At the still point of the turning world. Neither flesh nor fleshless;

Neither from nor towards; at the still point, there the dance is,

But neither arrest nor movement. And do not call it fixity,

Where past and future are gathered. Neither movement from nor towards,

Neither ascent nor decline. Except for the point, the still point,

There would be no dance, and there is only the dance.

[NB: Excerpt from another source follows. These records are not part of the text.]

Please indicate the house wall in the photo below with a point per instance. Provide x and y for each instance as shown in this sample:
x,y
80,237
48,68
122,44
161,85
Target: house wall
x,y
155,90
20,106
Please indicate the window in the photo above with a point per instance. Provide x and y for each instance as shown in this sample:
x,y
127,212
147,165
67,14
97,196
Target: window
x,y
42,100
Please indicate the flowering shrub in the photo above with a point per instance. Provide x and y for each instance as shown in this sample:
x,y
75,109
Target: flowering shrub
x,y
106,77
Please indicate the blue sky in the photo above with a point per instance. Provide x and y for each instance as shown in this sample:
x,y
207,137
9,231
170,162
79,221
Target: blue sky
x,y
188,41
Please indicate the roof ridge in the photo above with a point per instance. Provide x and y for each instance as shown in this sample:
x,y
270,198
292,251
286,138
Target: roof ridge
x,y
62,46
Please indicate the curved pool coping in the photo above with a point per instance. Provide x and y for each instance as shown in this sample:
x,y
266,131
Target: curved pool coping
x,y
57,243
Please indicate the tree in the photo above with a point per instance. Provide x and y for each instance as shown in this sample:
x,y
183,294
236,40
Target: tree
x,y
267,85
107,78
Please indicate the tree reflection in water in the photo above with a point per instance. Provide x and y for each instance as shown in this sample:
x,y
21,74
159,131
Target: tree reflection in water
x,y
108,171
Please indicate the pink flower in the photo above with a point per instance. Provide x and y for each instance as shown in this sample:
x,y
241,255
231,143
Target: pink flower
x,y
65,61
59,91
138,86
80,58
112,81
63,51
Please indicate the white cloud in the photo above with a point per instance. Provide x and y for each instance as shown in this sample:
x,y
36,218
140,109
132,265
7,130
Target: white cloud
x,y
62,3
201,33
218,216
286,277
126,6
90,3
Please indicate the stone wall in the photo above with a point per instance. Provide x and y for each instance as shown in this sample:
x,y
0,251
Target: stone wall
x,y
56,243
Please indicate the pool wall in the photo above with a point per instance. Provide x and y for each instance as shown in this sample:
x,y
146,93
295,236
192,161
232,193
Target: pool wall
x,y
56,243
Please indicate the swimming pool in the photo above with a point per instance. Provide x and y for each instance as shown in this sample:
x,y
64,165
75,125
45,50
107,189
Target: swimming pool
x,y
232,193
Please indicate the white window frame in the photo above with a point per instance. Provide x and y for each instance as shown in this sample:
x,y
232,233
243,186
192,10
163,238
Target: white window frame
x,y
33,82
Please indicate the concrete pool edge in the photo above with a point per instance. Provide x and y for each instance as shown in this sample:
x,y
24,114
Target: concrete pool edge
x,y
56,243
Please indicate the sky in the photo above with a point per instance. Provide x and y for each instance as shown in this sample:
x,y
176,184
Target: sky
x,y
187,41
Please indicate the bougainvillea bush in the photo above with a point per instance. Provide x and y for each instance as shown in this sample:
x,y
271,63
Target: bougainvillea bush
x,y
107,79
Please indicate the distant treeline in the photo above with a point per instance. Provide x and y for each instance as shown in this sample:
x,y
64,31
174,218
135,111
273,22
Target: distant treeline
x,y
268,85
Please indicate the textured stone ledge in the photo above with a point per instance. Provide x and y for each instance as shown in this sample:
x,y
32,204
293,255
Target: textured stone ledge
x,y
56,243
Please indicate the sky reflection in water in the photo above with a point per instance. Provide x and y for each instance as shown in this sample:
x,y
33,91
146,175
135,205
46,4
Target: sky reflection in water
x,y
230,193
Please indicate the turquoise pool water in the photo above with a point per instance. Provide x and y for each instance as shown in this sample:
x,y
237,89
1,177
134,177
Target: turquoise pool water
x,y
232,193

T. S. Eliot, Burnt Norton, Four Quartets

Deadlocks are the still points of all negotiation. In their stillness lies much promise but also the potential to inflict much damage. They are a familiar feature of most negotiations, ranging from the realm of the everyday to that of high politics. While there exists a rich body of literature on how to negotiate wisely and effectively, very few works have focused specifically on the problem of deadlocks. Deadlocks in Multilateral Negotiations: Causes and Solutions addresses this gap, and is designed to facilitate interdisciplinary exchange on the subject of deadlocks. Together, we aim to provide a more holistic analysis of the concept, and also improve the academic's and practitioner's understanding of what causes deadlocks and how they might be broken. In particular, we focus on deadlocks in multilateral negotiations. Involving multiple actors and sometimes even multiple issues, deadlocks of this type pose a particularly challenging set of intellectual problems. They are a recurrent phenomenon that practitioners must encounter, and they occur across international institutions and in diverse issue areas.